In the next step, we change the paradigm and use a trained classifier instead of searching for tables by their headings. We use the structure of a balance sheet where many words are repeated, employing the bag-of-words model to view each table as a distribution of words. Specifically, we compute the count of the (cleaned) value in each cell of each table and normalize it. This gives us a "prototype" A&L sheet distribution. Using this distribution, we score each table in the complete dataset by computing the cosine similarity between that table’s word distribution and our prototype distribution. The table with the highest score is likely the A&L sheet. This process is repeated for each table to generate our complete set.

With these DataFrames stored as CSV files, we load each of them into memory and extract the line items "Total Assets" and "Total Liabilities" along with the year. Finally, we can plot these using Matplotlib.

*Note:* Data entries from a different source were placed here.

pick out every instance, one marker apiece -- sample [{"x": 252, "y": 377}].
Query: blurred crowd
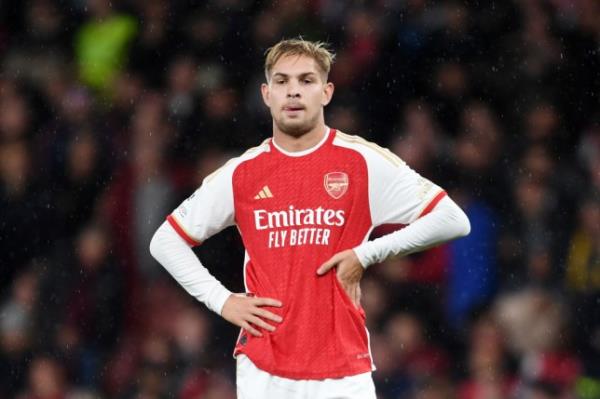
[{"x": 112, "y": 112}]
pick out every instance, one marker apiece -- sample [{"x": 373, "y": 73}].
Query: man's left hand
[{"x": 349, "y": 272}]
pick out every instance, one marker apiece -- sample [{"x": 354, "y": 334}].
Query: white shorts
[{"x": 254, "y": 383}]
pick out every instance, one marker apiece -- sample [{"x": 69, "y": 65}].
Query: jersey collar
[{"x": 328, "y": 133}]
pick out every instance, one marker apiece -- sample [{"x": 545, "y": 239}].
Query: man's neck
[{"x": 295, "y": 144}]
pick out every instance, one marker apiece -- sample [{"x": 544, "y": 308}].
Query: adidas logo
[{"x": 264, "y": 193}]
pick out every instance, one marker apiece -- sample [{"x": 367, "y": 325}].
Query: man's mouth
[{"x": 293, "y": 108}]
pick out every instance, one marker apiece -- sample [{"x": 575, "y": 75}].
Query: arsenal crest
[{"x": 336, "y": 184}]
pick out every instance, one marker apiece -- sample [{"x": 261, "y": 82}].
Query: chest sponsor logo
[
  {"x": 297, "y": 227},
  {"x": 336, "y": 184}
]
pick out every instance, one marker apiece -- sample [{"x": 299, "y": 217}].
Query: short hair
[{"x": 318, "y": 51}]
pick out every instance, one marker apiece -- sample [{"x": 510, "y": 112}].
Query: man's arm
[
  {"x": 175, "y": 255},
  {"x": 444, "y": 223}
]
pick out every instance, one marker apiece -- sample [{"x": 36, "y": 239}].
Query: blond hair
[{"x": 318, "y": 51}]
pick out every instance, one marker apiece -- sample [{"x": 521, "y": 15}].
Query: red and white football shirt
[{"x": 294, "y": 211}]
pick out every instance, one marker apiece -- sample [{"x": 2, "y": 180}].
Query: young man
[{"x": 304, "y": 202}]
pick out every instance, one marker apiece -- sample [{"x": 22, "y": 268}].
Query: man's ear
[
  {"x": 264, "y": 90},
  {"x": 328, "y": 90}
]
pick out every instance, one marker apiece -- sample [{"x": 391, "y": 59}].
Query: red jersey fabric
[{"x": 294, "y": 211}]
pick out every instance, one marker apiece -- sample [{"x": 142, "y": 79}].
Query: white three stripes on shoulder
[{"x": 264, "y": 193}]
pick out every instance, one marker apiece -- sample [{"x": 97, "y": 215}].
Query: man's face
[{"x": 296, "y": 94}]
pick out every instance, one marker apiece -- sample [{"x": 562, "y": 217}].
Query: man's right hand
[{"x": 246, "y": 312}]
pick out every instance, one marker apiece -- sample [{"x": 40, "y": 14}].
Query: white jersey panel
[
  {"x": 397, "y": 194},
  {"x": 210, "y": 208}
]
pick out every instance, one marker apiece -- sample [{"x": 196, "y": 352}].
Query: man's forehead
[{"x": 294, "y": 65}]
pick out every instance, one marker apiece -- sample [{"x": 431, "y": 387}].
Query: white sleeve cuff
[
  {"x": 445, "y": 222},
  {"x": 174, "y": 254}
]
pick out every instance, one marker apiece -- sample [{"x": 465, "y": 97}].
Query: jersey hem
[{"x": 295, "y": 375}]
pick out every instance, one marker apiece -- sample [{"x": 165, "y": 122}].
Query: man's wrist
[
  {"x": 217, "y": 299},
  {"x": 361, "y": 252}
]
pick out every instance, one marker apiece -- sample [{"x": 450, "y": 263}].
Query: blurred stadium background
[{"x": 111, "y": 113}]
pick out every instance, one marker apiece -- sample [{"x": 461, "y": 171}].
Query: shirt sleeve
[
  {"x": 208, "y": 210},
  {"x": 397, "y": 194}
]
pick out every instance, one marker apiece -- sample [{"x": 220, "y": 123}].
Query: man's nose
[{"x": 293, "y": 90}]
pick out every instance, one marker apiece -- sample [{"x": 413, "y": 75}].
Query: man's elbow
[{"x": 463, "y": 226}]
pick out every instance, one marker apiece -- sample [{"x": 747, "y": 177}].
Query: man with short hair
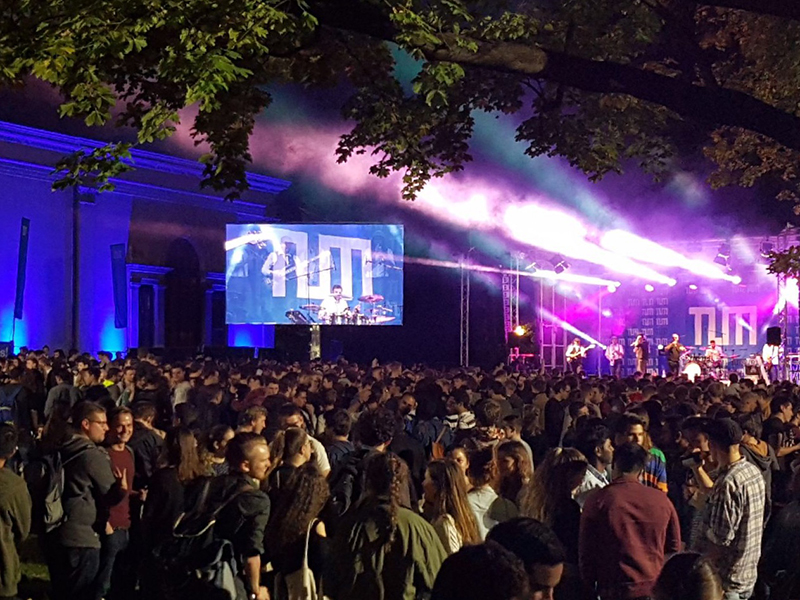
[
  {"x": 594, "y": 442},
  {"x": 15, "y": 514},
  {"x": 116, "y": 539},
  {"x": 627, "y": 530},
  {"x": 91, "y": 487},
  {"x": 539, "y": 549},
  {"x": 243, "y": 520},
  {"x": 734, "y": 513}
]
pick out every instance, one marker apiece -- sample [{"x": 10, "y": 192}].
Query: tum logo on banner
[{"x": 745, "y": 320}]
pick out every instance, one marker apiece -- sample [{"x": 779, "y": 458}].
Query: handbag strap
[{"x": 308, "y": 539}]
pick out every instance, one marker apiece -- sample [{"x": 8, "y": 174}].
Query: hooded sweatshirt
[{"x": 761, "y": 454}]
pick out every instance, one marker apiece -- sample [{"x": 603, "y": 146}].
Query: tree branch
[
  {"x": 786, "y": 9},
  {"x": 714, "y": 106}
]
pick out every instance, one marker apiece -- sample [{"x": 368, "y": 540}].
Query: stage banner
[
  {"x": 22, "y": 261},
  {"x": 119, "y": 278}
]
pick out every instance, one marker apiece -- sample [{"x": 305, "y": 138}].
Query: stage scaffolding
[{"x": 552, "y": 337}]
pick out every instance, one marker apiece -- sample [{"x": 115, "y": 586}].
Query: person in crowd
[
  {"x": 483, "y": 572},
  {"x": 734, "y": 519},
  {"x": 384, "y": 550},
  {"x": 631, "y": 428},
  {"x": 15, "y": 514},
  {"x": 338, "y": 426},
  {"x": 514, "y": 470},
  {"x": 594, "y": 442},
  {"x": 91, "y": 487},
  {"x": 488, "y": 507},
  {"x": 171, "y": 486},
  {"x": 63, "y": 392},
  {"x": 216, "y": 445},
  {"x": 549, "y": 497},
  {"x": 252, "y": 420},
  {"x": 146, "y": 443},
  {"x": 114, "y": 566},
  {"x": 446, "y": 504},
  {"x": 289, "y": 415},
  {"x": 290, "y": 450},
  {"x": 688, "y": 576},
  {"x": 294, "y": 522},
  {"x": 626, "y": 531},
  {"x": 538, "y": 548},
  {"x": 243, "y": 518}
]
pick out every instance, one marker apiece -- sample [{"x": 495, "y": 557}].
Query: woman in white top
[
  {"x": 489, "y": 508},
  {"x": 446, "y": 504}
]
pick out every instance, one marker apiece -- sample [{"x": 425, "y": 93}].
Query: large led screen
[{"x": 305, "y": 274}]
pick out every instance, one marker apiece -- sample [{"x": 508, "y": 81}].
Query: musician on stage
[
  {"x": 642, "y": 349},
  {"x": 575, "y": 355},
  {"x": 674, "y": 350},
  {"x": 615, "y": 353},
  {"x": 333, "y": 306},
  {"x": 771, "y": 355},
  {"x": 714, "y": 355}
]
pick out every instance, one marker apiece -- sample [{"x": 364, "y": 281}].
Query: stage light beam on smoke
[
  {"x": 556, "y": 231},
  {"x": 549, "y": 275},
  {"x": 644, "y": 250},
  {"x": 545, "y": 314}
]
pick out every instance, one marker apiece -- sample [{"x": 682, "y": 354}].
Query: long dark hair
[
  {"x": 387, "y": 479},
  {"x": 180, "y": 453},
  {"x": 304, "y": 496}
]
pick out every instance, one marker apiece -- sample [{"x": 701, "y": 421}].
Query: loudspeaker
[
  {"x": 774, "y": 336},
  {"x": 119, "y": 280}
]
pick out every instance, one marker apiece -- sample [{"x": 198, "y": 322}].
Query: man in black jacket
[
  {"x": 244, "y": 518},
  {"x": 90, "y": 488}
]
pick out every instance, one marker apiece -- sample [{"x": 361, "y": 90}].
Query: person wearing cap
[{"x": 734, "y": 518}]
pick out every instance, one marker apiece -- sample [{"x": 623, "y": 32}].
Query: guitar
[{"x": 581, "y": 353}]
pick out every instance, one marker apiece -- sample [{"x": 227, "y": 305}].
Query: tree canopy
[{"x": 599, "y": 83}]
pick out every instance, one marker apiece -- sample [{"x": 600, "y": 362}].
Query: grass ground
[{"x": 35, "y": 582}]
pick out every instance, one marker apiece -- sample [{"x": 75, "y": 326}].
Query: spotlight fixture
[
  {"x": 559, "y": 263},
  {"x": 723, "y": 254}
]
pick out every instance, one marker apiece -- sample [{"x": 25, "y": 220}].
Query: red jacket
[{"x": 627, "y": 530}]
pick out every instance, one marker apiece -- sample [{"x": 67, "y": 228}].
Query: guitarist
[
  {"x": 674, "y": 350},
  {"x": 575, "y": 355}
]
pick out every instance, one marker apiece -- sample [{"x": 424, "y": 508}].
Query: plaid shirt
[{"x": 734, "y": 522}]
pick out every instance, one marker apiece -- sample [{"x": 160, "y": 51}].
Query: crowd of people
[{"x": 254, "y": 479}]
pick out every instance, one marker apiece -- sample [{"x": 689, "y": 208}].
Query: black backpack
[
  {"x": 45, "y": 479},
  {"x": 193, "y": 562}
]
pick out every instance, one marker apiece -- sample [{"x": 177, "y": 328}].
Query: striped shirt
[{"x": 734, "y": 523}]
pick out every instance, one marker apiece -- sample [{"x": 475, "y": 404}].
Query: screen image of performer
[
  {"x": 714, "y": 355},
  {"x": 674, "y": 350},
  {"x": 575, "y": 354},
  {"x": 334, "y": 308},
  {"x": 615, "y": 354},
  {"x": 771, "y": 355},
  {"x": 642, "y": 350}
]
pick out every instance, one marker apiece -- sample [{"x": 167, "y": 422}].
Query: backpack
[
  {"x": 45, "y": 479},
  {"x": 346, "y": 482},
  {"x": 8, "y": 404},
  {"x": 193, "y": 562}
]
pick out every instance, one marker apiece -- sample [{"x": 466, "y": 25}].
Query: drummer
[
  {"x": 714, "y": 355},
  {"x": 334, "y": 308},
  {"x": 674, "y": 350}
]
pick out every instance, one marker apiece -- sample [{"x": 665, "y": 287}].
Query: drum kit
[
  {"x": 699, "y": 365},
  {"x": 368, "y": 311}
]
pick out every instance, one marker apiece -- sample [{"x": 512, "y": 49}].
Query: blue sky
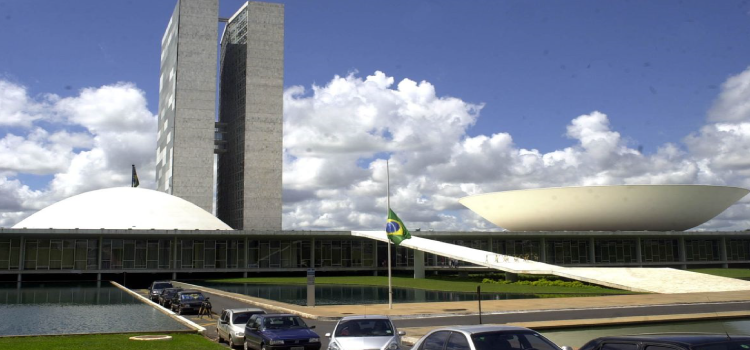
[{"x": 655, "y": 68}]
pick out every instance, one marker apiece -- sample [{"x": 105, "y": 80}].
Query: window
[
  {"x": 435, "y": 341},
  {"x": 457, "y": 341},
  {"x": 619, "y": 346},
  {"x": 659, "y": 347}
]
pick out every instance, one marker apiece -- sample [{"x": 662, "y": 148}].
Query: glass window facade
[
  {"x": 702, "y": 250},
  {"x": 568, "y": 251},
  {"x": 10, "y": 253},
  {"x": 738, "y": 249},
  {"x": 60, "y": 254},
  {"x": 660, "y": 250},
  {"x": 616, "y": 251},
  {"x": 339, "y": 252}
]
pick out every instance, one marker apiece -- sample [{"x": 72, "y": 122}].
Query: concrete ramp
[{"x": 650, "y": 280}]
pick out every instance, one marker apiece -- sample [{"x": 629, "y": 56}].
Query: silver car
[
  {"x": 484, "y": 338},
  {"x": 231, "y": 325},
  {"x": 365, "y": 332}
]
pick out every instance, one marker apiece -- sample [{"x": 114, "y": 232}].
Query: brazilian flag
[
  {"x": 395, "y": 228},
  {"x": 134, "y": 179}
]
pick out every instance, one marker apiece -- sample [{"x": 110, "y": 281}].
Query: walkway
[{"x": 639, "y": 279}]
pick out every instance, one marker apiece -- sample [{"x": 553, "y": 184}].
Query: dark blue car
[{"x": 279, "y": 332}]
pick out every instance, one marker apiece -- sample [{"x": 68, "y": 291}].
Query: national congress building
[
  {"x": 247, "y": 138},
  {"x": 171, "y": 231}
]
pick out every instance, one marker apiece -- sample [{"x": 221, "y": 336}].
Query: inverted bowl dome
[
  {"x": 124, "y": 208},
  {"x": 605, "y": 208}
]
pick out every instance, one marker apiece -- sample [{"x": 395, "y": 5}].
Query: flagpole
[{"x": 388, "y": 242}]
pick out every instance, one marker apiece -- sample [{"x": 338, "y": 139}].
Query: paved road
[{"x": 321, "y": 327}]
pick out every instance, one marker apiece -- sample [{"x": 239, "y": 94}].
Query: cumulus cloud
[
  {"x": 733, "y": 103},
  {"x": 337, "y": 137},
  {"x": 83, "y": 143}
]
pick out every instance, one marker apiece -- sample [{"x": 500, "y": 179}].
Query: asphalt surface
[{"x": 220, "y": 303}]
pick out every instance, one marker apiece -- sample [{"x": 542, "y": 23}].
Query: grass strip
[
  {"x": 108, "y": 342},
  {"x": 431, "y": 283}
]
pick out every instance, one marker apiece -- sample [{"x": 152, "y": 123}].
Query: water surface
[{"x": 66, "y": 308}]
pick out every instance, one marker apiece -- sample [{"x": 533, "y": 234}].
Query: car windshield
[
  {"x": 192, "y": 296},
  {"x": 511, "y": 341},
  {"x": 243, "y": 317},
  {"x": 364, "y": 328},
  {"x": 283, "y": 322},
  {"x": 729, "y": 345}
]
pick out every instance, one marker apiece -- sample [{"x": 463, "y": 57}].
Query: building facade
[
  {"x": 248, "y": 135},
  {"x": 187, "y": 103},
  {"x": 251, "y": 118},
  {"x": 60, "y": 251}
]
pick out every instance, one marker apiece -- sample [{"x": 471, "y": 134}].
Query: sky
[{"x": 463, "y": 97}]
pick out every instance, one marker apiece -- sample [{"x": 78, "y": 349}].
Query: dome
[
  {"x": 124, "y": 208},
  {"x": 605, "y": 208}
]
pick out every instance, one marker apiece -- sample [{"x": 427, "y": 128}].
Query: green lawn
[
  {"x": 454, "y": 284},
  {"x": 743, "y": 274},
  {"x": 108, "y": 342}
]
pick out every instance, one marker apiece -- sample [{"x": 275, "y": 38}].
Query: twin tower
[{"x": 246, "y": 141}]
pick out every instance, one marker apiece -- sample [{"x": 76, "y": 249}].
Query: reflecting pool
[
  {"x": 355, "y": 295},
  {"x": 68, "y": 308}
]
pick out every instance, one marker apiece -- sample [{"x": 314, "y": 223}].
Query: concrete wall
[
  {"x": 264, "y": 117},
  {"x": 185, "y": 147}
]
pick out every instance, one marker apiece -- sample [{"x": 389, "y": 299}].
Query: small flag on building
[
  {"x": 134, "y": 181},
  {"x": 395, "y": 228}
]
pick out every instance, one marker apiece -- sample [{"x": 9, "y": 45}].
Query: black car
[
  {"x": 187, "y": 300},
  {"x": 279, "y": 331},
  {"x": 156, "y": 287},
  {"x": 670, "y": 341},
  {"x": 166, "y": 295}
]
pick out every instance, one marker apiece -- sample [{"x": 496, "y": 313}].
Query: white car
[
  {"x": 487, "y": 337},
  {"x": 231, "y": 325},
  {"x": 367, "y": 332}
]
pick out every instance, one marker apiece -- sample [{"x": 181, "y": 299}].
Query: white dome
[
  {"x": 124, "y": 208},
  {"x": 605, "y": 208}
]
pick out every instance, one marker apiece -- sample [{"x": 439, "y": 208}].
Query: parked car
[
  {"x": 670, "y": 341},
  {"x": 187, "y": 300},
  {"x": 365, "y": 333},
  {"x": 165, "y": 298},
  {"x": 279, "y": 331},
  {"x": 156, "y": 287},
  {"x": 484, "y": 338},
  {"x": 231, "y": 325}
]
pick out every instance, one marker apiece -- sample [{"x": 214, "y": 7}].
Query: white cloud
[
  {"x": 87, "y": 142},
  {"x": 337, "y": 136},
  {"x": 733, "y": 104},
  {"x": 336, "y": 140}
]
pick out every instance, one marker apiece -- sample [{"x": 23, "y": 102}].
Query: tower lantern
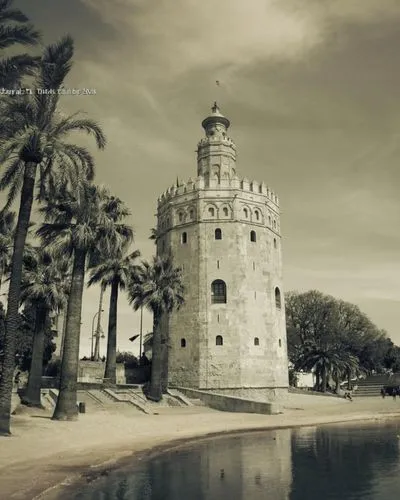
[{"x": 216, "y": 152}]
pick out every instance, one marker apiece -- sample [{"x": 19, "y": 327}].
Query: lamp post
[
  {"x": 141, "y": 332},
  {"x": 94, "y": 317}
]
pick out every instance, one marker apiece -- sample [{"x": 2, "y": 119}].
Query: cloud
[{"x": 181, "y": 35}]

## Schedule of Investments Extraction

The approach treating tables as a word distribution doesn't work well for extracting the schedule of investments due to the structured nature of these tables in terms of line items and word distribution variability. Thus, we take a different approach. Starting with the semantic tree from above, we perform a depth-first search to find tables. Beginning at the root, we search through the tree to find `TitleElement` components that contain any of a set of keywords synonymous with "schedule of investments". If found, we enter the "title found context" and continue searching the tree. If we encounter a table while in this context, it is presumed to be the schedule of investments. Additionally, if any of the elements encountered while in this context contain patterns such as "thousand", "million", or "billion", we save this as the units. Once a table is found, we exit the "title found context" and continue searching. We do not return here, as many filings present the schedule of investments in several tables. Finally, we prune any branches of the tree with headings containing the year preceding the year of the filing to avoid finding tables from the previous year, which are sometimes included in filings.

Subsequently, we apply the identified units to each table and return them. Next, we read all these tables and convert them into a DataFrame of investments. This is accomplished by reading each table CSV and identifying columns containing relevant headings like "par value", "fair value", and "cost". Once identified, we iterate through each row and eliminate non-investment rows (e.g., group headings or notes) using keyword matching and verifying that object columns contain numeric values. With this information, we generate plots using Matplotlib once again.

# Steps to Run Replication Materials

1. In `Create_AL_Small_Set.ipynb`, run every cell from top to bottom.
2. In `Extract_AL_Tables.ipynb`, run every cell from top to bottom.
3. In `Extract_Inv_Tables.ipynb`, run every cell from top to bottom.
4. In `Produce_Output.ipynb`, run every cell from top to bottom.

**Note:** Due to the multiprocessing that greatly accelerates the runtime, it occasionally happens that the file processing in the first three notebooks will process all files but fail to terminate fully. In this case, you can terminate the processing once no more CSVs are being written.